Kevin Warsh officially took the reins at the Federal Reserve on May 15, 2026, after Senate confirmation on May 13. For anyone wondering what kind of central bank chief he’ll be, his confirmation hearing offered a fairly direct answer: the hawkish kind.
“Inflation is a choice, and the Fed must take responsibility for it,” Warsh told lawmakers on April 21, 2026.
The return of a familiar face
Warsh isn’t new to the Eccles Building. He served as a Federal Reserve governor from February 24, 2006, through March 31, 2011, a tenure that spanned the worst financial crisis since the Great Depression. When he first joined the board, he was just 35 years old, making him the youngest Fed governor in history.
Inflation hawk with a balance sheet agenda
Warsh has consistently favored reducing the Fed’s balance sheet, meaning he wants the central bank to hold fewer bonds and mortgage-backed securities, which means less money sloshing around in the financial system.
His framing of inflation as “a choice” implies he views price instability not as some external force that happens to the economy, but as a consequence of policy decisions. A chair who believes inflation is the Fed’s fault is a chair who will keep rates elevated longer than markets might prefer, because cutting too early would mean admitting the institution chose poorly.
Persistent energy price volatility and broader economic uncertainties have kept inflation discussions front and center throughout 2026.
Why the person matters more than the percentage
The Competitive Enterprise Institute has emphasized a point worth internalizing: who makes rate decisions matters more than the exact level of rates at any given moment.

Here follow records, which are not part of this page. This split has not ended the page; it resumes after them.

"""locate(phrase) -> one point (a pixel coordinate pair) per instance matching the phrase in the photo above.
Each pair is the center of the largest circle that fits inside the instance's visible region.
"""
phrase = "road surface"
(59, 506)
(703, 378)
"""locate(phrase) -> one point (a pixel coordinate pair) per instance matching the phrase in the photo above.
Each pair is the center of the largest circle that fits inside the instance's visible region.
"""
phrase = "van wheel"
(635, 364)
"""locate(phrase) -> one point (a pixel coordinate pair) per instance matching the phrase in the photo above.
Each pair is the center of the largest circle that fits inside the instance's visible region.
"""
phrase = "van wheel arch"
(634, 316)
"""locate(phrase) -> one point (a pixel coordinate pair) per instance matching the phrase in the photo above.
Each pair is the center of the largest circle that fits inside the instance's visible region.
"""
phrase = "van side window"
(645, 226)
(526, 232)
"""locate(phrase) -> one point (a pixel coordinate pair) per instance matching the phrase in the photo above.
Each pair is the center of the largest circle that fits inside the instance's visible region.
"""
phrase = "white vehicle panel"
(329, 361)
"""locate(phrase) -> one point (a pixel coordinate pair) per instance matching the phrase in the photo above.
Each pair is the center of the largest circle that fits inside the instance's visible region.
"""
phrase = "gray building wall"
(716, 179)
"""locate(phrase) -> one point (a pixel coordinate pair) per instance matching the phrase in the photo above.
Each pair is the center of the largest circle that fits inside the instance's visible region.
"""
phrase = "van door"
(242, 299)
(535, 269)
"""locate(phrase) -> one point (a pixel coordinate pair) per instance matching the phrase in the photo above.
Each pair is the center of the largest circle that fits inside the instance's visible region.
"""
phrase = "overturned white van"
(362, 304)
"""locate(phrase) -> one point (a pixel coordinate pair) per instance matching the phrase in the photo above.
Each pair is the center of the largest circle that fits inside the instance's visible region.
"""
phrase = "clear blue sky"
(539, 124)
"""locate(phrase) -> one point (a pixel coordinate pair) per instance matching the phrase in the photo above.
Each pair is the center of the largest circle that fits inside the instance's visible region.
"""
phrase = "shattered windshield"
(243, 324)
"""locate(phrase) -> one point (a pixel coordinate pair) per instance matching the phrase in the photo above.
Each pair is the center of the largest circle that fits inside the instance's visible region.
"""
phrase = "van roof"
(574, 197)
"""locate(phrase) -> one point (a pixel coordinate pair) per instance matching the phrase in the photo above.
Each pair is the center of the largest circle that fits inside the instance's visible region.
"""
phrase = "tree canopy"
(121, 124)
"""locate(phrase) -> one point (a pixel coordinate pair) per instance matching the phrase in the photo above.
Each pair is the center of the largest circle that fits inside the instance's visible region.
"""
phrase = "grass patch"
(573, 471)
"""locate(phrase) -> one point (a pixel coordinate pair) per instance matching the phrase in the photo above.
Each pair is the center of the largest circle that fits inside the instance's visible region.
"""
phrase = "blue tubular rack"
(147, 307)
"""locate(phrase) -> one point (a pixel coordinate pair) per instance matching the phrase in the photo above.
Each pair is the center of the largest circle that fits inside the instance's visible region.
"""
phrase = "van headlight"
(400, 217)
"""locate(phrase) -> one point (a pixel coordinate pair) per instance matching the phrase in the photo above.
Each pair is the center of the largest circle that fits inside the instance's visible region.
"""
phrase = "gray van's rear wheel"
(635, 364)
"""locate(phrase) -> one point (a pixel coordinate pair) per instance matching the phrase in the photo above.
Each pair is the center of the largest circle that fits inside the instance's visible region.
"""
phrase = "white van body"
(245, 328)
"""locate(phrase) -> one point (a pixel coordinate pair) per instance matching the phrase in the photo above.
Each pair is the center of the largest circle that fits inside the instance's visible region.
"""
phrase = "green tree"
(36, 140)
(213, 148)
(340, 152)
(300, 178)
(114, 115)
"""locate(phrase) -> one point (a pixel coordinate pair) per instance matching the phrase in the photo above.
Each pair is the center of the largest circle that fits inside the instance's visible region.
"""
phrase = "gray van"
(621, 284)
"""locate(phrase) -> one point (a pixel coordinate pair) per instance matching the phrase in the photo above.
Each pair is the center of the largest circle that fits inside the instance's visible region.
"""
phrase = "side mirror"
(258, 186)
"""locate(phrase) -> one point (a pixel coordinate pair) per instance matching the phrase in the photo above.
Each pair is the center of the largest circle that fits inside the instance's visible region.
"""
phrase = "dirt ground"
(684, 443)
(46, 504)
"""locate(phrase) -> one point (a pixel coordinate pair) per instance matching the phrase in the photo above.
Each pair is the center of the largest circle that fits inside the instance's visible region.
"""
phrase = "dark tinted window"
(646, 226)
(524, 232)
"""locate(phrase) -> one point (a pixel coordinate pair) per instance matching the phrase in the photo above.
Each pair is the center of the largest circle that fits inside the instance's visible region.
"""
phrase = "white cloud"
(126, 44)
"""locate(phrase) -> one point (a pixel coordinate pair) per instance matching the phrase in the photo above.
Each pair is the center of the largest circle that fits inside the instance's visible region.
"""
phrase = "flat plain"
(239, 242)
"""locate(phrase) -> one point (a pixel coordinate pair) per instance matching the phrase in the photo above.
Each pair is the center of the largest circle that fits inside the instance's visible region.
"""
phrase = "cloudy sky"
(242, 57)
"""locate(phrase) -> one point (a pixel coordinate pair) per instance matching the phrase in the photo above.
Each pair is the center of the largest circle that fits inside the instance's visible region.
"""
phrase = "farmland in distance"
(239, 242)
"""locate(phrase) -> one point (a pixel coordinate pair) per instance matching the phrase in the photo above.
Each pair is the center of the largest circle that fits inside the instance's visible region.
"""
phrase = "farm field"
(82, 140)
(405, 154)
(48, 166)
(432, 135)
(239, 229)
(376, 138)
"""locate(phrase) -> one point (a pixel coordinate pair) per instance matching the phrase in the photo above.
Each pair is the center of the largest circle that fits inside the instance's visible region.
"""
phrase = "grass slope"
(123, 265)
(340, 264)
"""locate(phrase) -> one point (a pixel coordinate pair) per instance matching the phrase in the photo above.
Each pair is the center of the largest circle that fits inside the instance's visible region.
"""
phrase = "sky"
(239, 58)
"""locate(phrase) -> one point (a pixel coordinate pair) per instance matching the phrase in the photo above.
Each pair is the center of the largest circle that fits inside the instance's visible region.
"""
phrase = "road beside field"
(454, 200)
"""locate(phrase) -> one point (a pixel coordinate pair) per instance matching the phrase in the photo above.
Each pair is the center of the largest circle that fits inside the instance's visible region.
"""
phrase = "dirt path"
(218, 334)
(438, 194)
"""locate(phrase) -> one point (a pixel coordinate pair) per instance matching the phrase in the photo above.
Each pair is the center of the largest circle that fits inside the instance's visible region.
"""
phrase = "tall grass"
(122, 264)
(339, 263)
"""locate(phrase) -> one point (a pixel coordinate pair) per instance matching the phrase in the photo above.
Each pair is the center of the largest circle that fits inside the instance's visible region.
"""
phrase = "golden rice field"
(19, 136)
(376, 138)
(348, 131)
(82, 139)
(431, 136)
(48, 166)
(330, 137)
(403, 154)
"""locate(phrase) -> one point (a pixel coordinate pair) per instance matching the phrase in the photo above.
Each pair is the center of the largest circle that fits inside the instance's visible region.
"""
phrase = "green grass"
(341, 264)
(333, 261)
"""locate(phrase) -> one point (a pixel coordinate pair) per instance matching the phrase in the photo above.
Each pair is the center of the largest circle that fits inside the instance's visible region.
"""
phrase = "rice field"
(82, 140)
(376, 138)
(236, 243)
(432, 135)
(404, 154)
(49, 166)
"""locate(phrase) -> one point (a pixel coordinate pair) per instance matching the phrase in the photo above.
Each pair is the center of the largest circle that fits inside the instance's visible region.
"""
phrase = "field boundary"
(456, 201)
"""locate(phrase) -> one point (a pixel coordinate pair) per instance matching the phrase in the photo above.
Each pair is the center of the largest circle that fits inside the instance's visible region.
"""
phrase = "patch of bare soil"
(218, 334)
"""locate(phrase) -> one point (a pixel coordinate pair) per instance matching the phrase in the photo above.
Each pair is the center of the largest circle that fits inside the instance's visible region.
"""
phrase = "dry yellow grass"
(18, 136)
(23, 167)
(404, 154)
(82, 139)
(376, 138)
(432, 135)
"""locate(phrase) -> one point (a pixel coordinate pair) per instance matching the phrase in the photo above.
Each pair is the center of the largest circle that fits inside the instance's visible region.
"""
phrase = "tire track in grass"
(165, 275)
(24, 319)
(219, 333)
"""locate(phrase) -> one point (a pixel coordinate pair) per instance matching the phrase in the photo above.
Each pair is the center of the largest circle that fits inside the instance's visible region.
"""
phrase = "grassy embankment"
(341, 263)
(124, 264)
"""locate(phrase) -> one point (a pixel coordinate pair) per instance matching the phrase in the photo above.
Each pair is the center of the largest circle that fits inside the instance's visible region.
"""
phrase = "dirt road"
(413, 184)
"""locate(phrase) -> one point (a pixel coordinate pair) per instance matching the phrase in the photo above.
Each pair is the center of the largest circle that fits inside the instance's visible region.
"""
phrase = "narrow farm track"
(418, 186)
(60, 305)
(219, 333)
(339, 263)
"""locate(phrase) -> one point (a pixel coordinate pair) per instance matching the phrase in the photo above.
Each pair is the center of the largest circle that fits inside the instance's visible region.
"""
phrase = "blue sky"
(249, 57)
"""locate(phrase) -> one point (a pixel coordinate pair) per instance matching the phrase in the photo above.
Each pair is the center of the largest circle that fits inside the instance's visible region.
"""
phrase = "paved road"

What this means for investors
For bond investors, Warsh’s balance sheet stance is the variable to monitor. If the Fed accelerates its runoff of Treasury and mortgage-backed security holdings, that increases the supply of bonds the private market must absorb. More supply without a corresponding increase in demand means yields could stay elevated or drift higher, even without additional rate hikes.